1778

Fine-tuning deep learning model parameters for improved super-resolution of dynamic MRI with prior-knowledge

Chompunuch Sarasaen^1,2, Soumick Chatterjee^1,3,4, Fatima Saad², Mario Breitkopf¹, Andreas Nürnberger^4,5,6, and Oliver Speck^1,5,6,7
¹Biomedical Magnetic Resonance, Otto von Guericke University, Magdeburg, Germany, ²Institute for Medical Engineering, Otto von Guericke University, Magdeburg, Germany, ³Data and Knowledge Engineering Group, Otto von Guericke University, Magdeburg, Germany, ⁴Faculty of Computer Science, Otto von Guericke University, Magdeburg, Germany, ⁵Center for Behavioral Brain Sciences, Magdeburg, Germany, ⁶German Center for Neurodegenerative Disease, Magdeburg, Germany, ⁷Leibniz Institute for Neurobiology, Magdeburg, Germany

Synopsis

Dynamic imaging is required during interventions to assess the physiological changes. Unfortunately, while achieving a high temporal resolution the spatial resolution is compromised.
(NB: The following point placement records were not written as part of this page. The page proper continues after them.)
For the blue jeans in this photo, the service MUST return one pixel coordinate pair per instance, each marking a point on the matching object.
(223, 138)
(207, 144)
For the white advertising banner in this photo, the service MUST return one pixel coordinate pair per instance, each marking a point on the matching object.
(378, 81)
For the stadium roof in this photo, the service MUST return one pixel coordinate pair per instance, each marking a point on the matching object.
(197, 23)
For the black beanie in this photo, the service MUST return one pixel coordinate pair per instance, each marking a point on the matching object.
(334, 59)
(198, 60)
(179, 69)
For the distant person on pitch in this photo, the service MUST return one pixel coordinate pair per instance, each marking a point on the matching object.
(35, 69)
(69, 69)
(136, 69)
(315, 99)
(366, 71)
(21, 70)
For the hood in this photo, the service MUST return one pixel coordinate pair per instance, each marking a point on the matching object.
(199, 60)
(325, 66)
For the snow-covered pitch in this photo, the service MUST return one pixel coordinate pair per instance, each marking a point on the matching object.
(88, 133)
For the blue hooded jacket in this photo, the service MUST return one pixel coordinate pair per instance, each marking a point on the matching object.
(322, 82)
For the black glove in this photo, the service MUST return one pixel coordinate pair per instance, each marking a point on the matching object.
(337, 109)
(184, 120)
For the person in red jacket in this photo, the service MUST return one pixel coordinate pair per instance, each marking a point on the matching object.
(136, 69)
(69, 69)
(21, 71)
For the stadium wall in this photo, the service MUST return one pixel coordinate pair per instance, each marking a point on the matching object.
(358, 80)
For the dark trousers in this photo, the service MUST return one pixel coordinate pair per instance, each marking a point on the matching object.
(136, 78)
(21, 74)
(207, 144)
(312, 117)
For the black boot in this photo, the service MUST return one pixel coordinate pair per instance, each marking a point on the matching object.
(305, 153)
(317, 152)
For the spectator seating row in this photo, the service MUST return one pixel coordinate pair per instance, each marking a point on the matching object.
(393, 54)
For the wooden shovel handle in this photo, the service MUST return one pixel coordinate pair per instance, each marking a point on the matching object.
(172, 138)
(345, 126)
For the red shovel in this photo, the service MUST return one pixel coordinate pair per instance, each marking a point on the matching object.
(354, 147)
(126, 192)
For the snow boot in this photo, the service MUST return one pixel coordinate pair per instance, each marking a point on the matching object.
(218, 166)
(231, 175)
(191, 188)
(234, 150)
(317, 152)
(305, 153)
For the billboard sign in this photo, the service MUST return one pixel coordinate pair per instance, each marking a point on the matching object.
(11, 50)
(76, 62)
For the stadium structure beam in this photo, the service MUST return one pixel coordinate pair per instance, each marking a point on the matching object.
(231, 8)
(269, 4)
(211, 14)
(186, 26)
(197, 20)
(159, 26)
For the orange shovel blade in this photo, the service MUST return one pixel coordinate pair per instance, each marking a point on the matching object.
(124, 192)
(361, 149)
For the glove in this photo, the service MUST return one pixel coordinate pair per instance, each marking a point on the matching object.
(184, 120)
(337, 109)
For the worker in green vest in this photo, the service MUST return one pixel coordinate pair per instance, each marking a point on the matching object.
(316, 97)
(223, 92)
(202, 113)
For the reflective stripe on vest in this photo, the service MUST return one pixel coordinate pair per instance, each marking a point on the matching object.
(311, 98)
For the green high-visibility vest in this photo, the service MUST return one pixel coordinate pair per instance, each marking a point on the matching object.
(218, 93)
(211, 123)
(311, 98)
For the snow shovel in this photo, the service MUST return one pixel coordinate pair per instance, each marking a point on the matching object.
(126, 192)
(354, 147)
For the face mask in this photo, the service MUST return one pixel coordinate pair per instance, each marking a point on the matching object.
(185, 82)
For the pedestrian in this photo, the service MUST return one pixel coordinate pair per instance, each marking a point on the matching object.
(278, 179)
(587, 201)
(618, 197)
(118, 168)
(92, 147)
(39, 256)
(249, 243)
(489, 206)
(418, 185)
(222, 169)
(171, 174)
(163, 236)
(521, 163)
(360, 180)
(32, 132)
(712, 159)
To overcome the spatiotemporal trade-off, in this work deep learning based super-resolution approach has been utilized and fine-tuned using prior-knowledge. 3D dynamic data for three subjects was acquired with different parameters to test the generalization capabilities of the network. Experiments were performed for different in-plane undersampling levels. A U-net based model[1] with perceptual loss[2] was used for training. Then, the trained network was fine-tuned using prior scan to obtain high resolution dynamic images during the inference stage.

Introduction

The use of dynamic MRI is crucial for abdominal interventions such as liver [3-4]. However, conventional rapid imaging suffers from a trade-off between spatial and temporal resolution, preventing usage in clinical routines. Super-resolution (SR) is a class of algorithms that intends to provide a high resolution image from a low resolution counterpart and has been broadly used in many tasks [5-6]. In an earlier work [7], SR was shown to be a promising tool to improve the spatiotemporal trade-off in dynamic MRI. Owing to the requirement of respiratory navigation and post-processing to stack all slices in 2D dynamic scan, that investigation was extended using 3D dynamic datasets to obtain high spatiotemporal resolution output. The dynamic images were considered as separate 3D volumetric images at different time points, referred to as 3D+t imaging.

Methods

A. Data Preparation
3D abdominal dynamic acquisitions of three healthy subjects were acquired on a 3T scanner (SIEMENS MAGNETOM Skyra) and were artificially undersampled in-plane using MRUnder [8] pipeline to simulate low resolution data. To test the generalization of the network, the dynamic acquisitions were obtained using T1w FLASH but with varied sequence parameters, as illustrated in Table 1. The undersampling was done by taking the central part along the phase encoding direction of the k-space and then cropped with the aspect ratio of the image without zero-padding. The different levels of undersampling (us 25% and us 10% of the k-space) were investigated. In this work, CHAOS challenge [9] data was used for the main training. Fig. 1 shows the schematic diagram of the proposed method along with the network architecture.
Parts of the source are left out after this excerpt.